Hedera Hashgraph announced membership in the W3C consortium. It will act as an organization member. Hedera also “registered a DID Method to the W3C Credentials Community Group’s Decentralized Identifier (DID) registry.”
Working on Decentralized Concepts of the Web Platforms
World Wide Web Consortium has many organization members that work with the staff inside consortium and public users on developing new standards for the web. The overall mission is to improve the web toward its full potentials. HTML and CSS are the well-known standards from W3C that almost all websites are built based on them.
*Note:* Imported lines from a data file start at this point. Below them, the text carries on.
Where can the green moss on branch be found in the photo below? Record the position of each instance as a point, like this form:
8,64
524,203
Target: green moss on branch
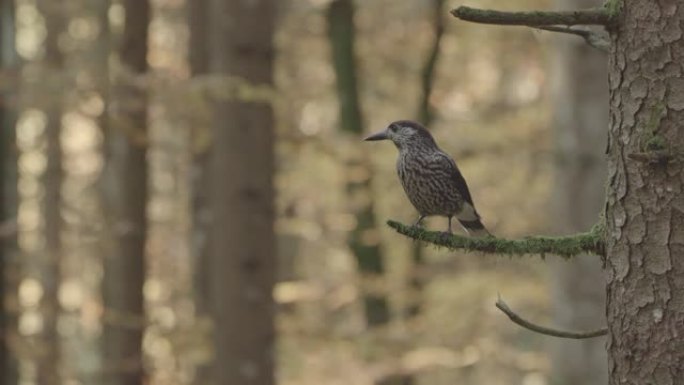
566,246
595,16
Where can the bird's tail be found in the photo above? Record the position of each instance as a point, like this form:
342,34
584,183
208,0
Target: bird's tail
475,228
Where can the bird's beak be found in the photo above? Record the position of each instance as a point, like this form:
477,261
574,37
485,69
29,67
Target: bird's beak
382,135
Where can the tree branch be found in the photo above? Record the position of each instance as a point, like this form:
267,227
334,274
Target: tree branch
566,246
501,305
593,16
594,39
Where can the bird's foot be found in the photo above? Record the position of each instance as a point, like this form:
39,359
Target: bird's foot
445,235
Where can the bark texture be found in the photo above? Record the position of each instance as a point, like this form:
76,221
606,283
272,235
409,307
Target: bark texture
580,94
126,200
367,252
645,202
242,241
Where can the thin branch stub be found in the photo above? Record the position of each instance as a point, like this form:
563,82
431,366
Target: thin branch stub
566,246
513,316
594,39
594,16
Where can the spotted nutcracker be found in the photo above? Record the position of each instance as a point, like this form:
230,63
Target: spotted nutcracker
430,178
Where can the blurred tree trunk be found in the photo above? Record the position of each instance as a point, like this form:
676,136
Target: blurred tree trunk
198,18
8,201
363,240
241,244
580,104
126,185
53,176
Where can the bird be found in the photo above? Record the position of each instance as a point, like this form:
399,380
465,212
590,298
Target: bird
431,180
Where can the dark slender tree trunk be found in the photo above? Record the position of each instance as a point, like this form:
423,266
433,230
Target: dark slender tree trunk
126,185
366,250
241,245
580,95
53,176
645,201
8,201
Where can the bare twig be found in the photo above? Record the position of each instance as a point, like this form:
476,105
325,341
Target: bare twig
594,16
501,305
594,39
567,246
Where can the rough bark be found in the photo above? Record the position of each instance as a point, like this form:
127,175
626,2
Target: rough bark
368,253
53,176
8,203
125,179
645,201
241,244
580,118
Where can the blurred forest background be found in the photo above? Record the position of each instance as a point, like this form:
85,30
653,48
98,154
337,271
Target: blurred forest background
167,164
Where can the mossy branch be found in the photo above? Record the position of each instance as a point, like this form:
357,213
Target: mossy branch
594,16
566,246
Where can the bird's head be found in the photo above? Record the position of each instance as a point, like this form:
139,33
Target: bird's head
405,134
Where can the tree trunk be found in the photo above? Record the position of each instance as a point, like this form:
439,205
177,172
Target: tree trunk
198,18
125,179
8,202
580,116
53,176
645,201
241,245
366,250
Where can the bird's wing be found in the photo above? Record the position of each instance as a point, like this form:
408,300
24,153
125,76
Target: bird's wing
456,176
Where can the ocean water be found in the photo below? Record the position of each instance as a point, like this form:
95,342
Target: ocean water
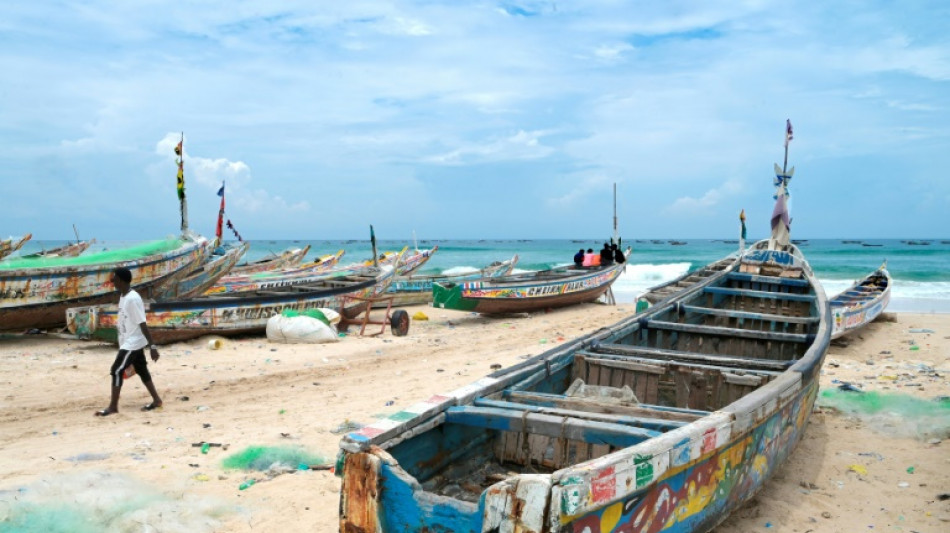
920,267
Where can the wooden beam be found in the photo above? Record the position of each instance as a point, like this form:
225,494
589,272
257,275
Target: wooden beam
761,294
731,313
588,431
676,355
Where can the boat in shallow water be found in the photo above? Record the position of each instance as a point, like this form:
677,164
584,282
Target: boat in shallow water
416,289
665,421
234,314
861,303
12,244
530,291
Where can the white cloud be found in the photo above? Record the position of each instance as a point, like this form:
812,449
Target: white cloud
520,146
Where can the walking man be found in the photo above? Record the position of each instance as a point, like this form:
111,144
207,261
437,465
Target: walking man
133,338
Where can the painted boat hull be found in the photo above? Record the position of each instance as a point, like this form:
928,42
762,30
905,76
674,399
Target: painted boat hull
415,290
39,297
12,244
517,294
67,250
860,304
178,320
286,259
196,283
711,428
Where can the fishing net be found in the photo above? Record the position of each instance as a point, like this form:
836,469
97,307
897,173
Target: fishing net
893,413
106,256
91,502
262,458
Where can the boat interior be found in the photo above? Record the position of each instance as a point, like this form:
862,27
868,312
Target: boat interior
634,381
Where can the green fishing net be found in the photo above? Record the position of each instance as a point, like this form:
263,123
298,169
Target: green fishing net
261,458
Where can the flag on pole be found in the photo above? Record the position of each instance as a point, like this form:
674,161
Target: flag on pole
218,231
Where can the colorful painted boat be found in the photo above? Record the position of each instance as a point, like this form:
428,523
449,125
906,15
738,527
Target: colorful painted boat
206,275
530,291
410,262
417,289
245,313
665,421
66,250
861,303
658,293
12,244
286,259
35,292
311,272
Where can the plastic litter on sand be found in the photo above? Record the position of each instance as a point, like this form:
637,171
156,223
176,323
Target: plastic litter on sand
893,413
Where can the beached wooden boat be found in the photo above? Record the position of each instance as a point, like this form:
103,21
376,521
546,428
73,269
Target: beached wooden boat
665,421
410,262
326,266
12,244
286,259
205,276
244,313
861,303
66,250
35,292
417,289
530,291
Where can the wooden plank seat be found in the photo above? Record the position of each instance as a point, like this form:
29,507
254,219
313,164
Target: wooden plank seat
749,293
560,401
589,431
654,424
728,332
726,362
749,315
774,280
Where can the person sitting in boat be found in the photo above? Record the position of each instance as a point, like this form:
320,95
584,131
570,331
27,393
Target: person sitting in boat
579,258
589,258
606,255
618,254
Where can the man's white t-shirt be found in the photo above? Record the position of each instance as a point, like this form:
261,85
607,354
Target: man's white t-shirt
131,314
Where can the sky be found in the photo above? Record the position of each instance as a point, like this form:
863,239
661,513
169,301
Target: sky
465,120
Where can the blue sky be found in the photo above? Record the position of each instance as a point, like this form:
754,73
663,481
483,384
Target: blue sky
474,119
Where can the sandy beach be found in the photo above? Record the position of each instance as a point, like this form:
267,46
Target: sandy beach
137,468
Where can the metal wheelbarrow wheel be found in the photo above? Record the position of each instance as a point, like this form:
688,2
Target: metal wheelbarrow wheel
399,322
Its rules also try to pave the way for modern businesses to leverage the web’s potential in their corresponding industries like entertainment, communications, digital publishing, and financial services.
Decentralized Identifiers (DID) is one of the ongoing concepts within W3C that focuses on privacy and identity security on the web. Identifying users, businesses, and devices using these methods are more secure and privacy-based. W3C has a specialized department named DID Working Group that standardizes the DID URI scheme, data model, and syntax of DID documents. There are methods in the workflow of this group that define how identities are linked to distributed ledgers.
Hedera Hashgraph participated in the W3C standard developing procedure, specifically in DID Methods. It provided a method to the working group that is now accepted and one of the reasons that W3C chose Hedera as an organization member. Hedera tries to leverage its consensus service in the proposed method. It claims that its underlying blockchain technology can manage tens of thousands of identity anchorings per second and improve efficiency in DID procedures.
“The current pandemic has brought into sharp focus the importance of remote collaboration, which requires highly trusted and widely interoperable digital identities to keep us connected to critical services. As we continue to rely on the internet more and more, it is crucial that technical standards and guidelines are established to ensure that the web remains open, accessible, safe, and interoperable to everyone around the world. We are pleased to be supporting and contributing to W3C’s vision for highly scalable, interoperable, decentralized identity,” according to Mance Harmon, CEO, and Co-founder of Hedera Hashgraph.